Hearing Aid Patient Education Materials: Is There Room for Improvement?
06 August 2020 (online)
Purpose: The purpose of this study was to analyze and compare the readability of patient education materials (PEMs) from leading manufacturers of behind-the-ear style hearing aids and popular hearing aid information Web sites to determine if they meet guidelines recommended by public health agencies.
Research Design: Analysis of hearing aid PEMs.
Methods: Printed user guides from six of the leading manufacturers of BTE hearing aids and 15 of the most popular hearing aid–information Web sites were accessed online and analyzed for readability using the Gunning-Fog Index, New Fog Count, Raygor Estimate Graph, Simple Measure of Gobbledygook, and Flesch Reading Ease score.

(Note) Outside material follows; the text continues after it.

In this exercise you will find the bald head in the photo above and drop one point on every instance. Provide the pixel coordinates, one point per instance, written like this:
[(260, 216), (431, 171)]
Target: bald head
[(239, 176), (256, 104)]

Results: Overall average grade–level readability for all six printed manufacturer user manuals was calculated to be written at a 10th grade reading level. Overall average grade-level readabilities for all 15 popular online hearing aid–information Web sites representing professional organizations, suppliers, and health information services were calculated to be written at 10th, 10th, and 11th grade reading levels, respectively. Average Flesch Reading Ease scores for all printed guides and online patient information Web sites were calculated to fall within the fairly difficult category for readability.
Conclusions: PEMs provided by top hearing aid manufactures and popular hearing aid Web sites are written well above the reading level recommended by the National Institutes of Health. Consideration should be given toward simplifying these materials in order to enhance user experience and increase compliance among behind-the-ear hearing aid users.